Will AI and 5G advances mean a new world of cybersecurity horror?

The technologies will pave the way for amazing new applications. But will they also prise open new vulnerabilities?
28 October 2019

5G cellular repeaters on a pole. Source: Shutterstock

Artificial intelligence (AI) and 5G will be the perfect data marriage. 

On the one hand, AI and machine learning thrive and accelerate on massive amounts of data and, on the other, the next-gen, high-speed cellular technology will generate massive amounts of data. 

The powerful combination will enable new applications in autonomous driving, augmented and virtual reality, the IoT-powered smart cities— even the tactile internet

But while future-gazers are quick to excite about the possibilities— far as they are from our grasp right now— cybersecurity experts are as equally concerned about the growing risks this data-heavy duo will bring along with it. 

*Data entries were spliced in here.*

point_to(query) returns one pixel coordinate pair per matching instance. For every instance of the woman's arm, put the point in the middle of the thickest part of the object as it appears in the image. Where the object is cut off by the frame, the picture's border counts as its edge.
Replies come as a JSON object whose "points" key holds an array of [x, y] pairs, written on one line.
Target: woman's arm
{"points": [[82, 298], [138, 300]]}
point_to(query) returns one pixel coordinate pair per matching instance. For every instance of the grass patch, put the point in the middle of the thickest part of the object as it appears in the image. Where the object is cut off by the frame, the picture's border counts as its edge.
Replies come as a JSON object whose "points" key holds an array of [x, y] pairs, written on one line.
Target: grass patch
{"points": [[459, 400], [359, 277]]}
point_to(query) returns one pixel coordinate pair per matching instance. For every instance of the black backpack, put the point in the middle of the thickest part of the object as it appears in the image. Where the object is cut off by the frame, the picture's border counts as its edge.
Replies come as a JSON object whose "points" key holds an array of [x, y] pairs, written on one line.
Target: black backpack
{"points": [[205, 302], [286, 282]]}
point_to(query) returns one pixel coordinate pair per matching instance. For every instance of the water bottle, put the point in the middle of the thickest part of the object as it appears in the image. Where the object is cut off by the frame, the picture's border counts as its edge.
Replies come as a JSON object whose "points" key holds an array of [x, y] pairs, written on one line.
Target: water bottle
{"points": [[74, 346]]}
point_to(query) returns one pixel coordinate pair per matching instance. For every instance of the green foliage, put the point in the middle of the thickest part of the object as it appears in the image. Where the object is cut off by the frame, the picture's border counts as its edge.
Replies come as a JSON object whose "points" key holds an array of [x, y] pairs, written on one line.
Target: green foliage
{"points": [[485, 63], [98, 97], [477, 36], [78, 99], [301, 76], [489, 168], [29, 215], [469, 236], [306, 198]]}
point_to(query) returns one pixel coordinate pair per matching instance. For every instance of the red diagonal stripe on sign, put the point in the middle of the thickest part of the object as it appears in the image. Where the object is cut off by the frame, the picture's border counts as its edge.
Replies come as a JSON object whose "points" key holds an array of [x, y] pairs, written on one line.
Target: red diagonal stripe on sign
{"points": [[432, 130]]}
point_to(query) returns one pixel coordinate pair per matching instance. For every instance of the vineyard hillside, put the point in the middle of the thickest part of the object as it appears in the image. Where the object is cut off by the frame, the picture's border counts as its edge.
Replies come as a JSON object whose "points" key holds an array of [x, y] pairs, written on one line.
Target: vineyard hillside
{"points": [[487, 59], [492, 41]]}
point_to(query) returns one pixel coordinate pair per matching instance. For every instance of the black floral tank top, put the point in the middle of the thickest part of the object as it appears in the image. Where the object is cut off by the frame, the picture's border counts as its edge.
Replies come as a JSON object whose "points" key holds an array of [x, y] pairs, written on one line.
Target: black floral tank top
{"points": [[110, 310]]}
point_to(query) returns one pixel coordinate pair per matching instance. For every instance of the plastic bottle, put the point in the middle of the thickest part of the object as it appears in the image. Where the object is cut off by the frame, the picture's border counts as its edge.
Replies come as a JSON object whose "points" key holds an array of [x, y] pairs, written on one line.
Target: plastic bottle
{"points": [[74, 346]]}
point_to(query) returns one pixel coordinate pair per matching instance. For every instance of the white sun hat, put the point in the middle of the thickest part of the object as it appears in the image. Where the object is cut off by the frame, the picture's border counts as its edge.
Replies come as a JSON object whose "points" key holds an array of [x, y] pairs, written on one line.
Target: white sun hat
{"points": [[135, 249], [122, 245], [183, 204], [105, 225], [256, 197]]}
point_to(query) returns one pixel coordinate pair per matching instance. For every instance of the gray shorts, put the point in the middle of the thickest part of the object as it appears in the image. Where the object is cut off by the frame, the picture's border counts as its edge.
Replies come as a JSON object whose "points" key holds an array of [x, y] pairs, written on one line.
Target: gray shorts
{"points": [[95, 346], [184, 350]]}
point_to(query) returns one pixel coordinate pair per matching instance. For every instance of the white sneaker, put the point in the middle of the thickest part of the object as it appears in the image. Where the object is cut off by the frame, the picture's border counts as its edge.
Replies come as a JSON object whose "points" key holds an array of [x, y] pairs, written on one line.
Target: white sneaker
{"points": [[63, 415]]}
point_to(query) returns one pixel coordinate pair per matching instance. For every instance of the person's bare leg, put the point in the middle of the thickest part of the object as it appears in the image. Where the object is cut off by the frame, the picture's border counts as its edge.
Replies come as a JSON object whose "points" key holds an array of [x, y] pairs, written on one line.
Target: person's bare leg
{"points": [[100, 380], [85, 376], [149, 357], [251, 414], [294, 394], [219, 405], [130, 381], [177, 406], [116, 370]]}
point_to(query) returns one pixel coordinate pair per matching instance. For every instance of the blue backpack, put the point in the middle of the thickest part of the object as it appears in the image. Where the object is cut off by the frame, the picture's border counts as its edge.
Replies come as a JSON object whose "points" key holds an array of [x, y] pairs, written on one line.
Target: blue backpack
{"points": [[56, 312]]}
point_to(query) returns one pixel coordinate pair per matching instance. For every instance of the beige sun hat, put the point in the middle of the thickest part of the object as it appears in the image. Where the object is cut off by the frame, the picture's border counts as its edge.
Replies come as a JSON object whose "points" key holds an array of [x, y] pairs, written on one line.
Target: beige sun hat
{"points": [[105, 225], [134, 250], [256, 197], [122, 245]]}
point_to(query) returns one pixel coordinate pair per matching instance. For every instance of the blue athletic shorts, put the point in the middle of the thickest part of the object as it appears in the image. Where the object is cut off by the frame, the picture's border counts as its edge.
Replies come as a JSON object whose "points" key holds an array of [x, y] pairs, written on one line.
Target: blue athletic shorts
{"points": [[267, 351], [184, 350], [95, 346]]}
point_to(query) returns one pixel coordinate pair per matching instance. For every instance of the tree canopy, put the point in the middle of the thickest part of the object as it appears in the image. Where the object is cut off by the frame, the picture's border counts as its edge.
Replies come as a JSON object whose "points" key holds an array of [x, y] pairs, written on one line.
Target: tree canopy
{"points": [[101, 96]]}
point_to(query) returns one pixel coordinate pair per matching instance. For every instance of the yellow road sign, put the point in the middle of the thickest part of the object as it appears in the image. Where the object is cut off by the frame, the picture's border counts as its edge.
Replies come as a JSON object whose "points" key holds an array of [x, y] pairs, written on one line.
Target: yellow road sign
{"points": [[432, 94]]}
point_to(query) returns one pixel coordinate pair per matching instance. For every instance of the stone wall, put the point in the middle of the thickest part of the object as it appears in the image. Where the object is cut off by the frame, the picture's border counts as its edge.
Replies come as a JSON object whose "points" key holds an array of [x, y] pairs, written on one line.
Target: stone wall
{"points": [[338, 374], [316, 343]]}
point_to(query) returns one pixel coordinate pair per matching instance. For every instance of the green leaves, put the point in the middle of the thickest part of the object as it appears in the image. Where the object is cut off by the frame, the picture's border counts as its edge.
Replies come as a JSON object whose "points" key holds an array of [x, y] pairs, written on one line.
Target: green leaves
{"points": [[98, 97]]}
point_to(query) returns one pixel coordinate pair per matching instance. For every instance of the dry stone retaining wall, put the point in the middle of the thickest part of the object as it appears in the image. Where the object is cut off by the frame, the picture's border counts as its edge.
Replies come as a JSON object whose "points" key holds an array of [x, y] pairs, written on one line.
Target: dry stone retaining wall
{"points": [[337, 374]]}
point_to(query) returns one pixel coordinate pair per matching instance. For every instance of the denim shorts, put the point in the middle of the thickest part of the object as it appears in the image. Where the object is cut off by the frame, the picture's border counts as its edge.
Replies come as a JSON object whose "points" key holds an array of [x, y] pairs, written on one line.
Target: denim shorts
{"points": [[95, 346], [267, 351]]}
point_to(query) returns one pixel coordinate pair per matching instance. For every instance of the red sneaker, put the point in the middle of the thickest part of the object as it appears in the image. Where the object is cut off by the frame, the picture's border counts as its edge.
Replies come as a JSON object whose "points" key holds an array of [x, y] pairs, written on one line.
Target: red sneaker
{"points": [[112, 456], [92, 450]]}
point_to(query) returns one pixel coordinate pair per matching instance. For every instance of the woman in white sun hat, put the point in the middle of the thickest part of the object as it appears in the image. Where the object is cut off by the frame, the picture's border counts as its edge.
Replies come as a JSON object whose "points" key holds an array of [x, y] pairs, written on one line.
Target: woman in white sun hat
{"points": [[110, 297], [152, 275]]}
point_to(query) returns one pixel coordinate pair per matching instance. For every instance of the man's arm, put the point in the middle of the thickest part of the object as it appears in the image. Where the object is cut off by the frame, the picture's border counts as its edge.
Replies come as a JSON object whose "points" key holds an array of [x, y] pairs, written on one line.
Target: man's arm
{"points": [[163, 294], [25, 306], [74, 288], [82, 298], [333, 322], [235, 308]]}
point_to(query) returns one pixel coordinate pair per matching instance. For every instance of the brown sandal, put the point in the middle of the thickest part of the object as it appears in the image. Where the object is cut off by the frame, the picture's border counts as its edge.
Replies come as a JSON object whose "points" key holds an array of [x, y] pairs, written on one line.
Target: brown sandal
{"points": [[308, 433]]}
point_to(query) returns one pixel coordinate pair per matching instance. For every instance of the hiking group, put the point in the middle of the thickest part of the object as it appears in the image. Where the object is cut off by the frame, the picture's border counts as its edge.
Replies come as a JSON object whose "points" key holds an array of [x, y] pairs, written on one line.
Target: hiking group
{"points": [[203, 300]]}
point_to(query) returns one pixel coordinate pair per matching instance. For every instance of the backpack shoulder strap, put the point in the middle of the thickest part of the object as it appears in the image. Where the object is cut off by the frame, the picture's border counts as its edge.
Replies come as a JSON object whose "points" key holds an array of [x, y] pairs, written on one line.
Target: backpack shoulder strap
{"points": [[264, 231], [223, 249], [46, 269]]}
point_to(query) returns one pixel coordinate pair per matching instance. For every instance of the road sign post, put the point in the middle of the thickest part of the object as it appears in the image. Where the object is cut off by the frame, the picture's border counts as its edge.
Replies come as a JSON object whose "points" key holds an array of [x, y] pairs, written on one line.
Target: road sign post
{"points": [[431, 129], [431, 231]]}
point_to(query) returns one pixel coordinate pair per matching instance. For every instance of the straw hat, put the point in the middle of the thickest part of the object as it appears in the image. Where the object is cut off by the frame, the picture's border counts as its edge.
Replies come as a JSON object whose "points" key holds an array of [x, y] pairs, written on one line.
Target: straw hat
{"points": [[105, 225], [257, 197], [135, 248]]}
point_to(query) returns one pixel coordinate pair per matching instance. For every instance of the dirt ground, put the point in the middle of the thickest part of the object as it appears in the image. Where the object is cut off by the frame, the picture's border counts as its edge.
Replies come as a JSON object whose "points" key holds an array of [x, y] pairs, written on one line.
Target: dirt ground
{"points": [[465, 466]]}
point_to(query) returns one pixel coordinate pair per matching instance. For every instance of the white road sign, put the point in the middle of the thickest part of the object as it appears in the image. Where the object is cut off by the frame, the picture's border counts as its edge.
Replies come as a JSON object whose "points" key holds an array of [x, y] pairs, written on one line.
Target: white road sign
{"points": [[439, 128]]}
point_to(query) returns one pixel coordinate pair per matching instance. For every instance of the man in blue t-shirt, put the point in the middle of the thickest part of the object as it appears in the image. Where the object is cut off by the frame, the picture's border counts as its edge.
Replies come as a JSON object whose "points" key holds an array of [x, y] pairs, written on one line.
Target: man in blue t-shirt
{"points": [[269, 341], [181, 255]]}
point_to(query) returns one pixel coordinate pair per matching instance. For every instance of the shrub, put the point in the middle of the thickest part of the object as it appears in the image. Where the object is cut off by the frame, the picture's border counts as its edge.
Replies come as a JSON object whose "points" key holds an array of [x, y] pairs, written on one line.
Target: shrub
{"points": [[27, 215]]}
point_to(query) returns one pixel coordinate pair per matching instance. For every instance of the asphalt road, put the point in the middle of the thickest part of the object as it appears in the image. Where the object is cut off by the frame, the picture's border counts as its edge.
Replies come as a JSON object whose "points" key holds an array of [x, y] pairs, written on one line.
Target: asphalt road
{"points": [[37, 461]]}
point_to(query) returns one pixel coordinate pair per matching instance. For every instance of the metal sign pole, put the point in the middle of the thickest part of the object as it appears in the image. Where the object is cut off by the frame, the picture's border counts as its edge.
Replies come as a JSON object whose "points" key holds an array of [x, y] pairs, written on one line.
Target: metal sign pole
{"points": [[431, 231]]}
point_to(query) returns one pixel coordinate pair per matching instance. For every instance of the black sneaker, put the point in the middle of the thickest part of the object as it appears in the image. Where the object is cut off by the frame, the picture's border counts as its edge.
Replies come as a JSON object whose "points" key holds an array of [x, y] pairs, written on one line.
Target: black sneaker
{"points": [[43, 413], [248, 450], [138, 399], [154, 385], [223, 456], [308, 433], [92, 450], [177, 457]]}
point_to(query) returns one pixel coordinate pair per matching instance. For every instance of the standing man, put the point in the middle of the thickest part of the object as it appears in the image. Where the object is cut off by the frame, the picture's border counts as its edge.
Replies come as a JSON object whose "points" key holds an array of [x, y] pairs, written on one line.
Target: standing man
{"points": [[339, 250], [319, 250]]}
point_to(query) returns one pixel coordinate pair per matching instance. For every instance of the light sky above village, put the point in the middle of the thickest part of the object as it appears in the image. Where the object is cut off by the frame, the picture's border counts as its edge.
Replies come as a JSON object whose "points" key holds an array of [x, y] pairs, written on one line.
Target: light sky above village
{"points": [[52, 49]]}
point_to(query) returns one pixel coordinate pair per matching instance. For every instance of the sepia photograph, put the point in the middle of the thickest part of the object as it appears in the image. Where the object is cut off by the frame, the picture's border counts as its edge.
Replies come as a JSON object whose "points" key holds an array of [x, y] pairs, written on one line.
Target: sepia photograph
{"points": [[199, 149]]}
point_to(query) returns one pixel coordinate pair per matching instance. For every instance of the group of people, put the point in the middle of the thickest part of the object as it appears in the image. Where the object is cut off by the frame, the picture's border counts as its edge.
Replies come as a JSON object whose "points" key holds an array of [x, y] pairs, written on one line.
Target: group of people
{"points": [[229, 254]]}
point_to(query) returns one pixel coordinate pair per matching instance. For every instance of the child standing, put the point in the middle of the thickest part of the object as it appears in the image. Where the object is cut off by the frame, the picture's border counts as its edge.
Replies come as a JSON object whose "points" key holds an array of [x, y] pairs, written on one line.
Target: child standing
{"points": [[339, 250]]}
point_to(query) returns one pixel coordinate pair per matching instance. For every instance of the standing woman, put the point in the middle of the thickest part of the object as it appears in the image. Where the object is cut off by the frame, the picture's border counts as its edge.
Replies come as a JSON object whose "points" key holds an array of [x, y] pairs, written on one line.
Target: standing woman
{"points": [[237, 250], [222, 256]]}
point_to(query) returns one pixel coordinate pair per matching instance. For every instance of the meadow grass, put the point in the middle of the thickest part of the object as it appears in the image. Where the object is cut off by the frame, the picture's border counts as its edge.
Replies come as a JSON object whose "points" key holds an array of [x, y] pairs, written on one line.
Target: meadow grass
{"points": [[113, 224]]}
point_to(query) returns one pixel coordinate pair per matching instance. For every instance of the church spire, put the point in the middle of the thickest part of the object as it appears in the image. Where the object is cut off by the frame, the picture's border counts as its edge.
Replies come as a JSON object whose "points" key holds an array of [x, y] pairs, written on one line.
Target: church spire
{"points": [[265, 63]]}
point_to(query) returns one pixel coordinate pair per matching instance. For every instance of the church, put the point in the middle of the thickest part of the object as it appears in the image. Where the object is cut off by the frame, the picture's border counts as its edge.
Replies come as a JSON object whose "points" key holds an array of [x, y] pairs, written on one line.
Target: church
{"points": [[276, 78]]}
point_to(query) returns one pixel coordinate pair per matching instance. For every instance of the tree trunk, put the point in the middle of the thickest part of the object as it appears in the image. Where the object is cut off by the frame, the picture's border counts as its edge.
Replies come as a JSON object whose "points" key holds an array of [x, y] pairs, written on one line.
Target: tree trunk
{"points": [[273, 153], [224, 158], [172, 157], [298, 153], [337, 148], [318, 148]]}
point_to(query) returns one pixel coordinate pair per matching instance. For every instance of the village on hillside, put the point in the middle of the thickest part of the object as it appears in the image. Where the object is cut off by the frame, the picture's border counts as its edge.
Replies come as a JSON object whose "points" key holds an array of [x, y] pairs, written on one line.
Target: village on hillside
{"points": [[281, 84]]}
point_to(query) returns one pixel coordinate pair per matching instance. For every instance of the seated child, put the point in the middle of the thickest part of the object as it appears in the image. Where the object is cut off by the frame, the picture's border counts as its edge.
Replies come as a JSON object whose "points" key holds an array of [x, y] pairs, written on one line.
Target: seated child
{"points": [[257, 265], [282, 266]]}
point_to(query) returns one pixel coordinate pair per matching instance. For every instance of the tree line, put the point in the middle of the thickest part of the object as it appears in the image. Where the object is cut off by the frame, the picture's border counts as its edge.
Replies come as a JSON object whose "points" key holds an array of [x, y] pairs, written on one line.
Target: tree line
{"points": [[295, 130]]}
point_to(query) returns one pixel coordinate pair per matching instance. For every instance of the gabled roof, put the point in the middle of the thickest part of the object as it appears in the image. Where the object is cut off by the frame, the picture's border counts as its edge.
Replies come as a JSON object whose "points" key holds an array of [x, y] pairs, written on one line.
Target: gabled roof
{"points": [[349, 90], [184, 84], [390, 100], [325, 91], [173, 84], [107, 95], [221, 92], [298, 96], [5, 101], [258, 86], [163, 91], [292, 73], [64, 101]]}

UK cybersecurity company Information Risk Management (IRM), part of Altran Group, surveyed cybersecurity and risk management decision-makers at 50 global companies. It found that an “overwhelming majority” believed the age of 5G-enabled AI would bring new and heightened cybersecurity risks to their organizations.

Representing major industry sectors, across automotive, communications, energy, finance & public sector, software/internet, transport, and pharmaceuticals, 83 percent of cybersecurity leaders proved to be troubled by risks associated with the technological advance.

The findings formed part of IRM’s Risky Business report. In it, Altran Group’s Shamik Mishra said 5G will produce a larger attack surface as more distributed network data centers get deployed.  

“The vulnerabilities in 5G appear to go beyond wireless, introducing risks around virtualized and cloud-native infrastructure.” 

The report noted that in order to drive 5G deployment, a secure infrastructure strategy is vital, but ‘white box’ hardware will be critical to lowering the total cost of ownership. 

“It’s not known whether such hardware has the right security solutions, so implementing device security practices will be critical to making this model work,” read the report.

At the same time, the third-party application providers that will be required for Edge Computing and 5G network clouds needed to execute 5G use cases will “automatically” mean more vulnerabilities are brought into the fray— via rogue applications or vulnerable, non-secured software. 

Meanwhile, cybersecurity professionals lauded AI’s potential to enhance defenses, particularly in network intrusion detection & prevention— where AI learns normal behavior based on the data given to it, and flags abnormalities— fraud detection and secure user authentification. 

However, AI used in this way has the potential to flag false alarms, or miss subtle abnormalities, and without suitable context or explanation, it may be difficult for an analyst to act on. 

The use of AI and in business also introduces new privacy considerations. Deep learning systems can extract information through specifically-created queries. Systems with a public interface or API access are potentially vulnerable in a way that a rule-based system is not. 

In addition, deep learning programs have a tendency to inadvertently memorize facts, and this itself can become a privacy or IP risk that needs addressing through careful design and monitoring. 

The report said AI in cybersecurity was a “double-edged sword.”

“It can provide many companies with the tools to detect fraudulent activity on bank accounts, for example, but it is inevitably a tool being used by cybercriminals to carry out even more sophisticated attacks.”

Earlier this year, for example, what is thought to be one of the first AI cybercrime heists took place, with scammers leveraging AI and voice recording to impersonate a business executive, requesting the successful transfer of hundreds of thousands of dollars of company money to a fraudulent account.